Did House Speaker John Boehner (R) of Ohio just suggest that President Obama essentially start a new American land war in Iraq and Syria?

Mr. Boehner might not have gone quite that far in his conversation with ABC's "This Week," which aired Sunday, but he wasn't far off.

With only 34 percent of Americans wanting to send ground troops to fight the Islamic State, according to an NBC News/Wall Street Journal poll from three weeks ago, why would the speaker say that America might have "no choice" but to do just that?

First, he might just be plain speaking his mind.

Boehner prefaced his comments by saying he didn't believe the president's strategy against the Islamic State would work. That plan involves airstrikes in Iraq and Syria, as well as training moderate Syrian rebels to fight the Islamic State on the ground.

Given that the Islamic State has routed US-trained Iraqi forces and that moderate Syrian rebels are neither easy to find nor particularly cohesive, the president's plan has doubters beyond Boehner. Airstrikes simply soften up an enemy, the thinking goes. Someone on the ground has to take advantage.

Boehner doesn't buy that the Iraqi Army and US-trained Syrian rebels will be up to the task.

"Maybe we can get enough of these forces trained to get ‘em on the battlefield. But somebody's boots have to be there," Boehner said.

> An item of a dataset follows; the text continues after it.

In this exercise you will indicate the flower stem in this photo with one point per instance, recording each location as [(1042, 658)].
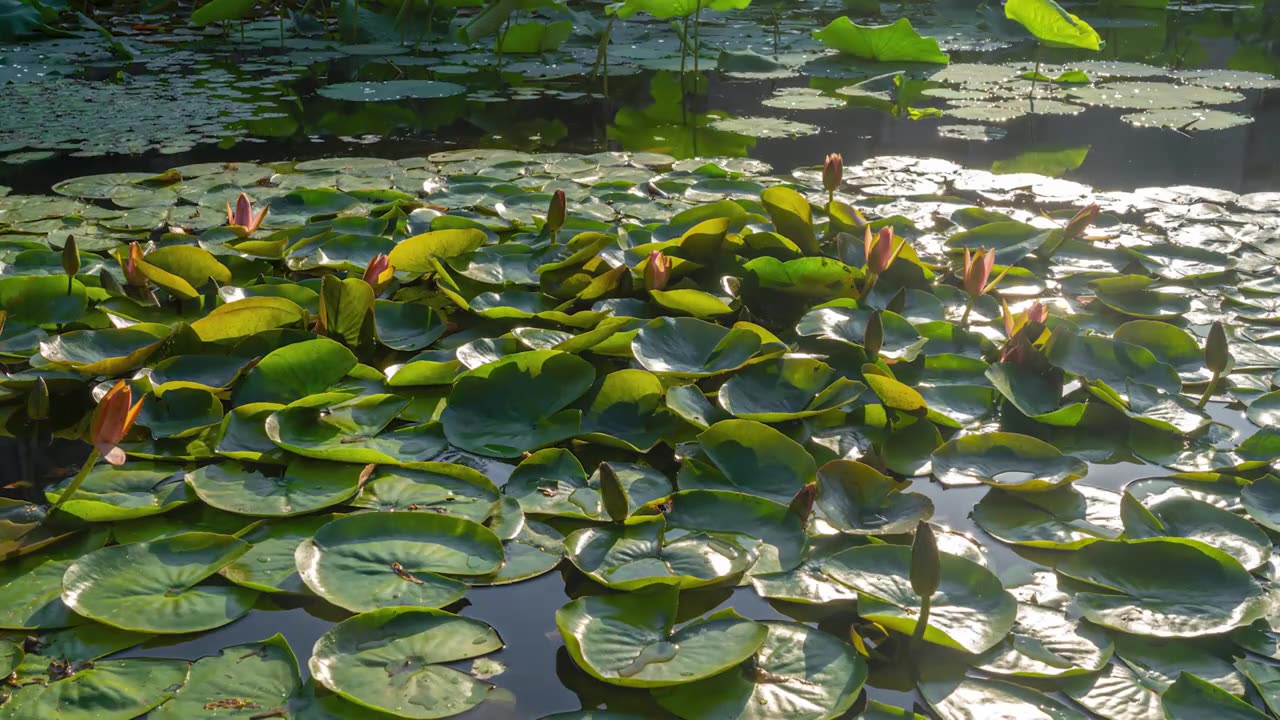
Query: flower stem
[(80, 478), (1208, 392)]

And what if no one else steps up, host George Stephanopoulos asked. Should the US step in?

"We have no choice," he said. "These are barbarians. They intend to kill us. And if we don't destroy them first, we're gonna pay the price."

The statement, in many ways, brings the conversation back into the territory of a Bush foreign policy built on deep-seated fears. The lesson neoconservatives took from 9/11 was that they would rather play offense with the American military on Middle East soil than defense with US citizens on American soil.

War fatigue and the failure of another 9/11 to materialize saw the waning of those fears. But new polls suggest the videotaped beheadings of two American journalists by the Islamic States have rekindled them, and with them an apparent sense of inevitability about war.

In that context, Boehner's comments are firmly line with evolving American public opinion.

Another NBC/Wall Street Journal poll from earlier this month found that more Americans say the United States is less safe now than at any point since 9/11 – some 47 percent, compared with 20 percent in 2002. Last year, the figure was 28 percent.

Now, a third NBC/Wall Street Journal poll released Sunday suggests that 72 percent of Americans think Mr. Obama will use ground troops against the Islamic State despite his promises not to do so. The percentage of Americans who support ground troops has also risen to 45 percent, a plurality.

Though experts have argued over the threat that the Islamic State presents to the US homeland, they agree that its use of social media and propaganda has been effective.

"A whopping 94 percent of Americans say they have heard about the news of the beheaded journalists – higher than any other news event the NBC/WSJ poll has measured over the past five years," writes Mark Murray of NBC News.

"Terrorism ... works in similar fashion as good advertising and marketing work," writes Angi English, a graduate of the Naval Postgraduate School Center for Homeland Defense & Security in a commentary on Medium.com. "When an effective social influence campaign is well designed and executed, the audience reacts as desired. Fear is what terrorists are selling...."

Between Boehner's worries that the US must do something decisive and the Obama administration's concern that, without better partners in the Arab world, nothing decisive can be done lies the persistent thorn of American foreign policy: What to do with the Middle East?